Academic literature offers that innovation is an effort to recognize and implement ideas to “create something of value” during a knowledge-centric process across multiple systems. To ensure this report is aligned with the literature, innovation is defined as the development of a new or significantly changed service, product, process, structure, or policy. Based on additional literature review findings, the team developed a study framework to identify and assess innovation and technology adoption training programs across the Department, academia, and industry. The team applied a three-part data collection approach: open-source search, targeted interviews, and survey. Analysis was then conducted on the following categorical variables: Training Type (DAU, DoD, non-government), Innovation Phase (identification, acquisition, integration), Functional Area (the DAU taxonomy), and four of the five categories of Change Agent1 (innovator, facilitator, leader, and user). VT-ARC then summarized this data to identify potential gaps in the curriculum identified as relevant to the study.
Results suggest that the three functional areas that have the fewest traditional learning opportunities include contracting, life-cycle logistics, and test and evaluation. Each of these functions play a critical role in the innovation and technology adoption journey. DoD staff performing these functions have limited opportunities to understand their role in the adoption process and the agility required to facilitate critical innovation and emerging technology integration and operationalization.
A detailed description of the types of training programs already underway that support innovation and emerging technology as well as a list of the Department and private sector organizations providing the training programs are included in Appendix A. Metrics are not collected regarding workforce performance following participation in any training program. Also, no data were identified that support the analysis of the relationship between the adoption and innovative contracting methods to a given training program.
One of the most interesting study findings is that there are no training opportunities that integrate the necessary interconnection between relevant career fields to provide a unified understanding of the overarching innovation in emerging technology pathway or process. This lack of knowledge impacts acquisition effectiveness and was identified during interviews as critical. Providing cross-organization and cross-functional learning opportunities will enhance the understanding of roles and responsibilities and will improve information flow across stovepipes, combating “cylindrical thinking”. In depth interviews also identified five other key points: processes and policies have great impact on adoption; tailored training to target specific gaps is necessary; workforce development is a critical enabler; culture has an outsized impact on adoption; and seams between organizations create boundaries to innovation and emerging technology adoption.
While two organizations are actively building new curriculum related to innovation and emerging technology adoption, neither is resourced to address additional gaps identified in this study. No data on other organizations’ program expansion was available to the study team. Based on the rolling nature of course development, it is likely that there will be additional traditional learning opportunities available. This also implies that some curriculum will no longer be offered with little to no warning.

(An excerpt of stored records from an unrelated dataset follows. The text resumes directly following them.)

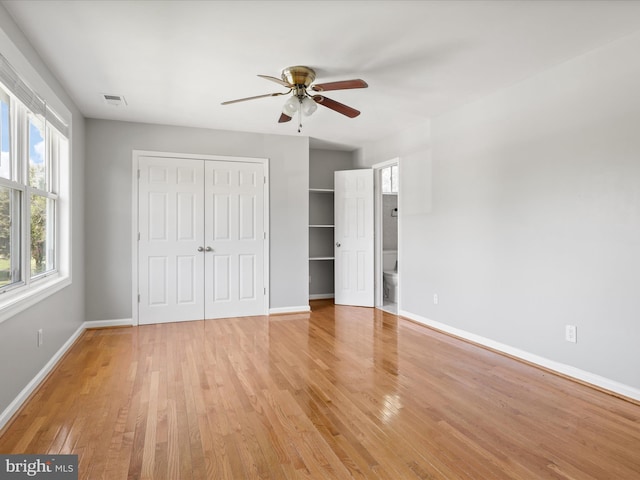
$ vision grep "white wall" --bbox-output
[0,5,85,412]
[359,30,640,391]
[85,119,309,320]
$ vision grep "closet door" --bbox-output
[138,157,205,324]
[204,161,266,318]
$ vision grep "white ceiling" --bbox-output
[2,0,640,149]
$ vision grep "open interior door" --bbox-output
[334,169,374,307]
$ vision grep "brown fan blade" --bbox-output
[258,75,292,88]
[313,95,360,118]
[221,90,291,105]
[311,78,369,92]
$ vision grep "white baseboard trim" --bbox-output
[398,310,640,401]
[0,318,138,430]
[84,318,134,328]
[0,322,86,430]
[309,293,336,300]
[269,305,311,315]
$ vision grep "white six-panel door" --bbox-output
[334,169,374,307]
[138,156,266,324]
[138,157,204,324]
[205,162,265,318]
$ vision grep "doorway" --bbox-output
[373,158,400,314]
[133,152,268,324]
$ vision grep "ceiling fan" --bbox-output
[222,65,368,132]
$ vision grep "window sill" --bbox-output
[0,274,71,323]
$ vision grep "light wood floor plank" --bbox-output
[0,301,640,480]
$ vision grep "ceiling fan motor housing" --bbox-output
[282,65,316,88]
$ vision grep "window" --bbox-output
[0,51,69,321]
[381,165,398,193]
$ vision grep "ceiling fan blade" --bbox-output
[258,75,292,88]
[313,95,360,118]
[221,92,289,105]
[311,78,369,92]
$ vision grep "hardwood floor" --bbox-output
[0,301,640,480]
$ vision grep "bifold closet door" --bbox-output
[138,157,205,324]
[138,157,267,324]
[205,161,266,318]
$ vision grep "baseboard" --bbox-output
[398,310,640,402]
[309,293,335,300]
[84,318,133,328]
[0,322,86,430]
[0,318,133,431]
[269,305,311,315]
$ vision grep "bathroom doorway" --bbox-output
[373,158,400,314]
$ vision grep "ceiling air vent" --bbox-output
[102,93,127,107]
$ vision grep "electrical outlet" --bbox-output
[564,325,578,343]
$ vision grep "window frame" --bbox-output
[0,52,72,323]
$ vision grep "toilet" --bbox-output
[382,250,398,303]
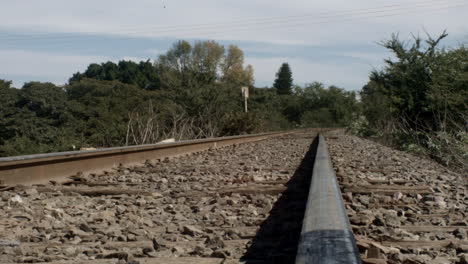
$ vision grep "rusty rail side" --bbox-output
[0,130,303,185]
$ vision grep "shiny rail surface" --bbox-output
[0,130,303,186]
[296,135,361,264]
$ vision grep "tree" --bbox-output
[221,45,254,86]
[273,62,293,95]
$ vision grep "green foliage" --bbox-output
[273,62,293,94]
[361,32,468,171]
[0,41,356,156]
[69,60,161,90]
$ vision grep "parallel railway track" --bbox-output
[0,130,468,264]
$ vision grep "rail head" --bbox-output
[296,135,361,264]
[0,130,303,186]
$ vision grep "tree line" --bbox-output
[353,32,468,172]
[0,41,359,156]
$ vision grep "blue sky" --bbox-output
[0,0,468,90]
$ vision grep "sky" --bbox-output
[0,0,468,90]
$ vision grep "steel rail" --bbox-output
[0,130,301,185]
[296,135,362,264]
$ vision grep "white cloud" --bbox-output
[246,57,370,89]
[0,0,468,88]
[0,0,468,44]
[0,50,107,80]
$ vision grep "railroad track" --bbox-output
[0,130,466,264]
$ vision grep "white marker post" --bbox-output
[241,86,249,113]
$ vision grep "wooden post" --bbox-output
[241,86,249,113]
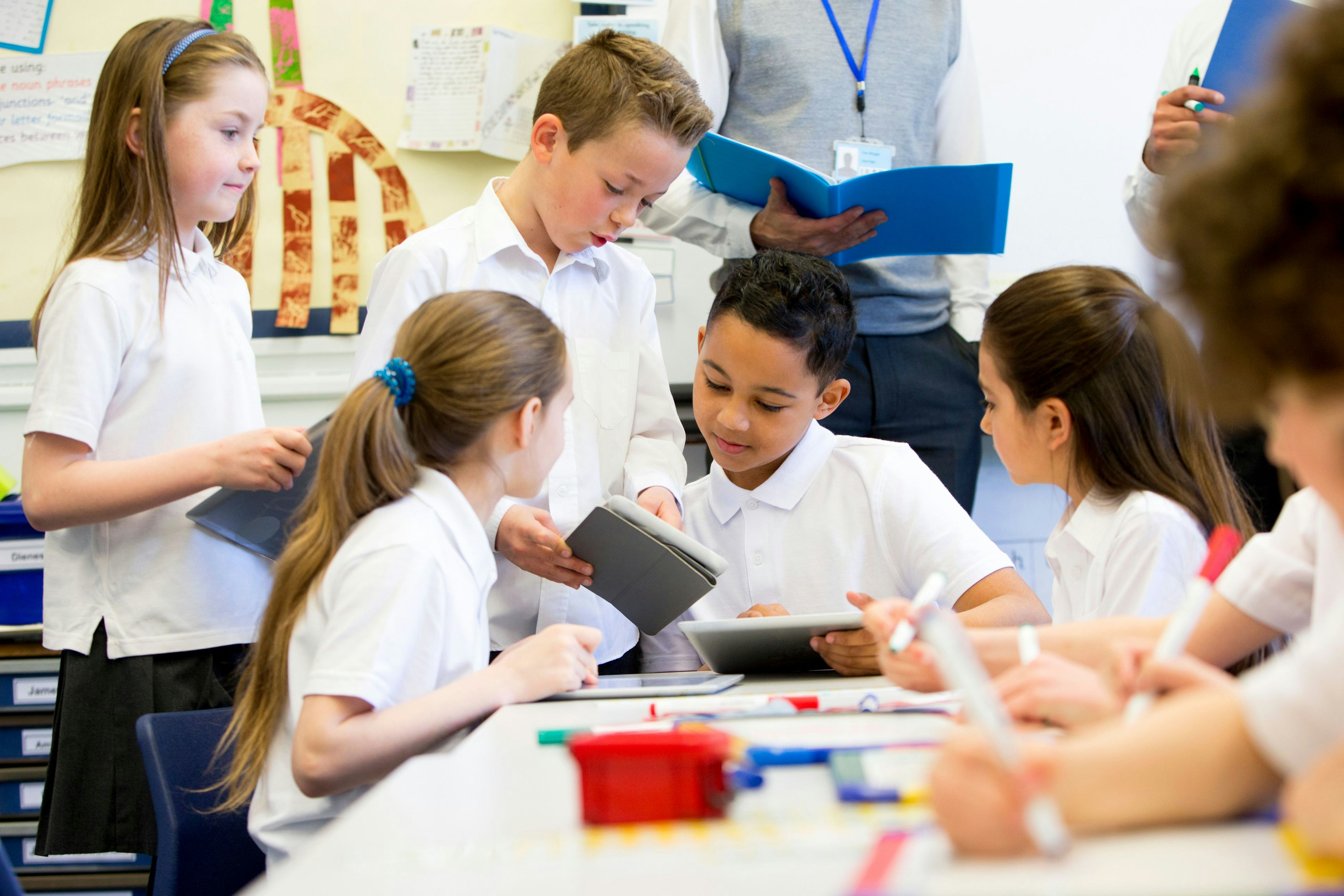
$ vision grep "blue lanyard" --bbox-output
[821,0,882,114]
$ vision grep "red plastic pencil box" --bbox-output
[568,731,730,825]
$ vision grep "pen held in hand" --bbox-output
[887,569,947,653]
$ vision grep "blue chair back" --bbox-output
[135,708,266,896]
[0,849,23,896]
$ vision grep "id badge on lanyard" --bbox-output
[831,137,896,181]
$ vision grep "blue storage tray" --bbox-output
[0,766,44,818]
[0,821,149,876]
[0,715,51,764]
[0,496,43,626]
[0,657,61,713]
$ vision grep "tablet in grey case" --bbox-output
[565,496,728,635]
[677,611,863,673]
[187,416,332,560]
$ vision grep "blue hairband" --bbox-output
[374,357,415,407]
[159,28,215,77]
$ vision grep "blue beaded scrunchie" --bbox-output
[374,357,415,407]
[159,28,215,75]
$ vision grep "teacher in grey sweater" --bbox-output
[641,0,993,512]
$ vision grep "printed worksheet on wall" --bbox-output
[0,0,51,52]
[397,26,568,161]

The study concludes that the lack of an overarching Department emerging technology innovation training strategy encourages systemic cylinders of excellence. As a result, numerous independent organizations take isolated initiatives to develop their own distribution of training resources in alignment with Department operational challenges, some more effective than others. While important at the tactical edge, these cylinders of excellence do not translate into a Department-wide staff capability as the seams between organizations create barriers to critical knowledge transfer. It is recommended that a Department Training Strategy for Emerging Technology Transition be developed and championed by senior leaders with support across the Department at all echelons.